In the late 17th century, long before Darby, Increase and Cotton Mather had preached that the faithful would be delivered before the day of God’s wrath. But Darby placed that deliverance into a detailed description of future history, and transformed it into a miraculous, supernatural escape plan: the Rapture.
This idea was broadly disseminated by Cyrus Scofield through the detailed notes and charts in his extremely popular reference Bible, first published in 1909.
But it was Hal Lindsey‘s application of Darby’s ideas in the wake of the Six Day War that led to the cultural phenomenon described in the Pew study, as well as to the Left Behind franchise.
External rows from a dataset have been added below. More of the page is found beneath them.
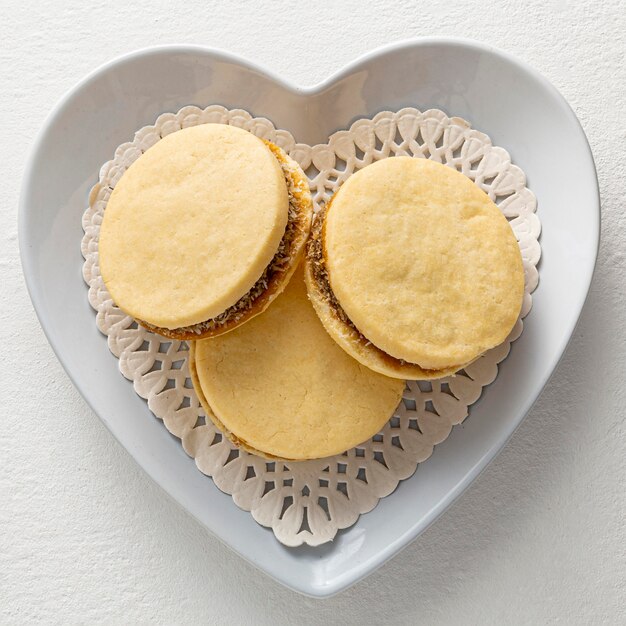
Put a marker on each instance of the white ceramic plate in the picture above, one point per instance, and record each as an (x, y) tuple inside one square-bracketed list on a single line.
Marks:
[(514, 105)]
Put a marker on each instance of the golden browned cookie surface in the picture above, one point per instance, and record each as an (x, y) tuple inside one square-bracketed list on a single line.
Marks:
[(192, 225), (423, 262), (282, 386)]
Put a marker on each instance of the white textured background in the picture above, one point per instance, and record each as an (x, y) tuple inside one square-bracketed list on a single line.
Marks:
[(86, 537)]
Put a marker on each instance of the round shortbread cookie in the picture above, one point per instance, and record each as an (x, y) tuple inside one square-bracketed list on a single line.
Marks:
[(279, 386), (192, 224), (423, 263)]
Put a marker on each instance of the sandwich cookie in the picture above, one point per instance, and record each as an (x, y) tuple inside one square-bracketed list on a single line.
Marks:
[(413, 270), (203, 231), (280, 387)]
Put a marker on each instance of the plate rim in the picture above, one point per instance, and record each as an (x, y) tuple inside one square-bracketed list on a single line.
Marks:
[(586, 275)]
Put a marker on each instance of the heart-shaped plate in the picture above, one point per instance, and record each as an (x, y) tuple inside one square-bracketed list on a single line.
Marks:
[(500, 96)]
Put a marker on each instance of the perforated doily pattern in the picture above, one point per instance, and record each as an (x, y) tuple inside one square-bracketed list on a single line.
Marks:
[(308, 502)]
In his 1970 book The Late Great Planet Earth, Lindsey gave premillennialism a distinctive, tantalizing twist. With the re-establishment of the state of Israel, sealed by its “miraculous” victory in the Six-Day War, God’s “prophetic clock” had started ticking. We are now in the last days. The countdown to the Rapture has begun.
The damage done by this unbiblical ideology is far reaching. It has caused us to forsake our God-given responsibility to care for the earth (Genesis 1:26-28) because we are leaving this world anyway. It has caused us to reject Palestinian cries for justice, despite the Bible’s admonitions (Exod 22:21-24; Lev 19:33-34; Deut 10:18-19), because Israel must be re-established out to its ancient borders so that Jesus can come back. It has made us ignore the plain teaching of Scripture that Christ’s church is called to be one (John 17:20-23) because the One World Church will be the tool of the Antichrist. It is long past time for us to get back to the Bible, and to leave “Left Behind” behind.